And therein lies the problem. Google seems to be saying that they don't like short content. Yet as you said, lots of that in the search. It's all confusing.

Durant Imboden

12/16/2013 06:57 pm

If content length is a ranking factor (something that may or may not be true), it could easily be trumped by other ranking factors in Google's algorithm. That may be one reason for the seeming inconsistency in Google's search results. Over time, personalization may play a role, too. Someday, if Google knows that I tend to favor in-depth articles, it may skew my personalized search results in that direction, while someone who prefers "short and sweet" may get more results of that type.


12/16/2013 10:22 pm

googlebot not cares about content, it cares only about number of pages, wikipedia links, links from blog networks (with authority spam), and other very important blackhat things.

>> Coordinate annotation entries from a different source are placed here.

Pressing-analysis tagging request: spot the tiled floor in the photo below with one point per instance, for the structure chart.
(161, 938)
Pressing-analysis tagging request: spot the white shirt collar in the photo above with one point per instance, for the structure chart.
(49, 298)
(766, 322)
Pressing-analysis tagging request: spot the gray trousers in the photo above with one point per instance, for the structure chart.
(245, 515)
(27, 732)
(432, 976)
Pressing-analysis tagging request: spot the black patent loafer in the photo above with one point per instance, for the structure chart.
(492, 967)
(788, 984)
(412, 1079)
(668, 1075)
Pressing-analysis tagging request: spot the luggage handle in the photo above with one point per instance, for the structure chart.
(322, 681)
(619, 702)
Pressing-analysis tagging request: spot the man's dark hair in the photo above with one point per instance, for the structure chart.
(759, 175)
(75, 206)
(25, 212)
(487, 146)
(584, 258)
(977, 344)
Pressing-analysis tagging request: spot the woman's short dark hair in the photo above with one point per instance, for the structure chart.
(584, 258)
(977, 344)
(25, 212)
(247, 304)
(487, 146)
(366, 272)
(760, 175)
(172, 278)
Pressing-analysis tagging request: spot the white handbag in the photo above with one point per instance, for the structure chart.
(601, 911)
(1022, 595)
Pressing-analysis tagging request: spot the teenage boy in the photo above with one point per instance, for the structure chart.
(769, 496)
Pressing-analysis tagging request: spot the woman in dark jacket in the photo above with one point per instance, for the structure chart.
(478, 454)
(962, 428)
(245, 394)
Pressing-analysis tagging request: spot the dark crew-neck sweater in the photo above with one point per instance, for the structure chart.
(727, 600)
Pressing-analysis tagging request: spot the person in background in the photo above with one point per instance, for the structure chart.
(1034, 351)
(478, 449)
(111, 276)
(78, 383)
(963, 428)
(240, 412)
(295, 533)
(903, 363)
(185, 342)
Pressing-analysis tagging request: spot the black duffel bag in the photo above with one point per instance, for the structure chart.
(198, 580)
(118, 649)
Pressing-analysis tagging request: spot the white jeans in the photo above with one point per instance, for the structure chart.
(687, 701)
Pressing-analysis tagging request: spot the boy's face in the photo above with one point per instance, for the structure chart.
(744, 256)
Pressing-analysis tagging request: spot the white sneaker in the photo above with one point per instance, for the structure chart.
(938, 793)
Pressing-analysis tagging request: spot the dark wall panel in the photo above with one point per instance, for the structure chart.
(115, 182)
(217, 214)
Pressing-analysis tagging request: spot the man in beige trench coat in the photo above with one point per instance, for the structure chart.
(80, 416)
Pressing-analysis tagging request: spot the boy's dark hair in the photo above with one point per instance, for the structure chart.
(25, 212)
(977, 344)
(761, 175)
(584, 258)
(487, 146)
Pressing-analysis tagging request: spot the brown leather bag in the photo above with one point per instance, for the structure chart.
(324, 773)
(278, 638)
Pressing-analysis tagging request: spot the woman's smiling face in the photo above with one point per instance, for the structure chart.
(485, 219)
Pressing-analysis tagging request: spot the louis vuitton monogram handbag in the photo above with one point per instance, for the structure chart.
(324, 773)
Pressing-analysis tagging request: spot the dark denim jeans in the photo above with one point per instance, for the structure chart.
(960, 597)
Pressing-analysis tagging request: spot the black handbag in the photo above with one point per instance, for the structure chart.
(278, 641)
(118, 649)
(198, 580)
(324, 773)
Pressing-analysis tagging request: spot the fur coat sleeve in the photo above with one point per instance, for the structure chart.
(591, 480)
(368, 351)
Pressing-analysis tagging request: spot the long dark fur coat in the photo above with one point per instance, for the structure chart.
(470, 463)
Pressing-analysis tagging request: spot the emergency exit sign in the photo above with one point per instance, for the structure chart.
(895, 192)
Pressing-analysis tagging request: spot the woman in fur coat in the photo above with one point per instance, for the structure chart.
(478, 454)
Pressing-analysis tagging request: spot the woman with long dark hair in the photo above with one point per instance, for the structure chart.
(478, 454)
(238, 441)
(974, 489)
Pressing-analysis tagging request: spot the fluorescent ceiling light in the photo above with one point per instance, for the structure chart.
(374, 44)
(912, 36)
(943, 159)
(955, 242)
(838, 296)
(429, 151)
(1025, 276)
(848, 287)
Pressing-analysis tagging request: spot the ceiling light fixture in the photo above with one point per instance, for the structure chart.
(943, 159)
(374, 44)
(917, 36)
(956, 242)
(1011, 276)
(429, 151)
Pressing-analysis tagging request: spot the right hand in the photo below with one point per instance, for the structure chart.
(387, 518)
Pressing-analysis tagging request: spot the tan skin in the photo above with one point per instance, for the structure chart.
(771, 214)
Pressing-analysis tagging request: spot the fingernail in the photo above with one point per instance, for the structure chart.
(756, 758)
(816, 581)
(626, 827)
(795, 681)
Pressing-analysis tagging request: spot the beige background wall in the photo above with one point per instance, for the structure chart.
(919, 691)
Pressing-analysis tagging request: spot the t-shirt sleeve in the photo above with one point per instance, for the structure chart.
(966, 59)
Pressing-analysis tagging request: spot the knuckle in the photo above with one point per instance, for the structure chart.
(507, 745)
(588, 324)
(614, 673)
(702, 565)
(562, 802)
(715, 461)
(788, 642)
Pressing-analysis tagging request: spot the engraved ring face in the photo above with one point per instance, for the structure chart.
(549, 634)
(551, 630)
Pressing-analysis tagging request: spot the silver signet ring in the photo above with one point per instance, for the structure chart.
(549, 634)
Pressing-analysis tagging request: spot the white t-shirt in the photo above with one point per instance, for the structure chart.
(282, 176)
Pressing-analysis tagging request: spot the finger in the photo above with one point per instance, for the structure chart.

Google unable to recognize and separate good sites from bad sites, so it using whitelists and randomization and placing ads above fold in their search results, in hope what nobody will click at good sites at page N99 of unnatural google organic search results... google, -100500!


12/16/2013 10:25 pm

no, it just using -5000 of top english words filter. google is very clever, it know good how to destroy websites using automated algorithms. :)


12/16/2013 10:26 pm

because that sites is white listed.

Yogita Aggarwal

12/17/2013 07:11 am

Well Said @durantimboden:disqus


12/17/2013 12:35 pm

So, it´s not about how many. It´s not about how much and with all the penalties it´s not about quality either. So google, tell us, what is it all about?

Ashish Ahuja

12/17/2013 07:03 pm

alas if google could read content like a user, then there would not be any content written for the bots. The truth is many time quality is loosing to junk.

Gracious Store

12/18/2013 05:05 am

I think the essence of writing anything is to educate or inform the reader. Rather than publish five stories that give no value to your readers why not write just one story that will be beneficial to your readers


12/18/2013 06:12 am

I enjoy Barry's take on a variety of topics. Barry's covering a wide variety of topics that could command a small army, I'm sure. And, you ask the impossible of your request to have 1 thing benefit everyone. People are different and have different needs. Barry does a great job of touching on the important and key stories. Thanks for your comment.

Spook SEO

01/06/2014 08:42 am

Google gives priority to quality rather than quantity and I also agree that better to pay focus upon creating quality content for readers, not for search engines and by adopting this technique you will ultimately go higher in the search engine ranking due to your quality work.